Between April 13-15, Thais celebrate their New Year in the country’s biggest and most important festival, Songkran (สงกรานต์ sǒng-graan). The name comes from the Sanskrit word saṃkrānti, which literally means “astrological passing.” This is because the sun enters the constellation of Aries at this time, the first sign of the zodiac. Over the 3-day celebration, Thais all over the country will head back to their hometowns, spend time with family, make temple visits, take part in parades, and of course, get absolutely soaking wet during epic water fights. For a more detailed explanation of this traditional Thai festival, check out our introduction to Songkran.
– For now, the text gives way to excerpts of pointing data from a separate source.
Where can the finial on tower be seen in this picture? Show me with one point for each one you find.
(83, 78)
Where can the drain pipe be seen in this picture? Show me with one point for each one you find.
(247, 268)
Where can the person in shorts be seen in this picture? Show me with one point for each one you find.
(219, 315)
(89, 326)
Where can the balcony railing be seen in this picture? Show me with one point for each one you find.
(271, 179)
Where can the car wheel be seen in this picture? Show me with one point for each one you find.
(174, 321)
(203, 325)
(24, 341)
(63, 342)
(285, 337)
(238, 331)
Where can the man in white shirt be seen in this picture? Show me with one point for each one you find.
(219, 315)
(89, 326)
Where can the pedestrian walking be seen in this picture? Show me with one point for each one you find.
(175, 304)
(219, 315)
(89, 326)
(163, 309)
A Songkran parade on Ko Pha-Ngan.

A Songkran parade on Ko Pha-Ngan.

To help you prepare for the holiday, here’s some useful Thai vocabulary for the Thai New Year:

 

Songkran Festival
เทศกาลสงกรานต์
thêet sà gaan sǒng graan

Thai New Year
ปีใหม่ไทย
phii mài thai

go to the temple
เข้าวัด
khâo wát

bathe the Buddha
สรงน้ำพระ
sóng náam phrá

make merit
ทำบุญ
tham bun

blessing
คำอวยพร
kham uuai phaawn

water sprinkling blessing
รดน้ำดำหัว
rót náam dam húua

parade
ขบวนแห่
khà buuan hàae

splashing/throwing water
สาดน้ำ
sàat náam

water gun
ปืนฉีดน้ำ
bpuuen chìit náam

Happy New Year
สุขสันต์วันปีใหม่
sùk sǎn wan bpii mài

Wish you to be happy
ขอให้มีความสุข
kͻ̌ͻ-hâi mii-kwaam-sùk

Wish you to be healthy
ขอให้สุขภาพแข็งแรง
kͻ̌ͻ hâi sùk kà pâap kԑ̌ng rԑԑng

 

While Bangkok and Chiang Mai may be the most popular places to celebrate the holiday, there are good times to be had no matter where you are in Thailand. We found ourselves on Ko Pha-Ngan during Songkran two years ago and had an absolute blast. Check out some highlights in this short video:

Wherever you celebrate, have fun, be safe, and may you have a Happy Thai New Year!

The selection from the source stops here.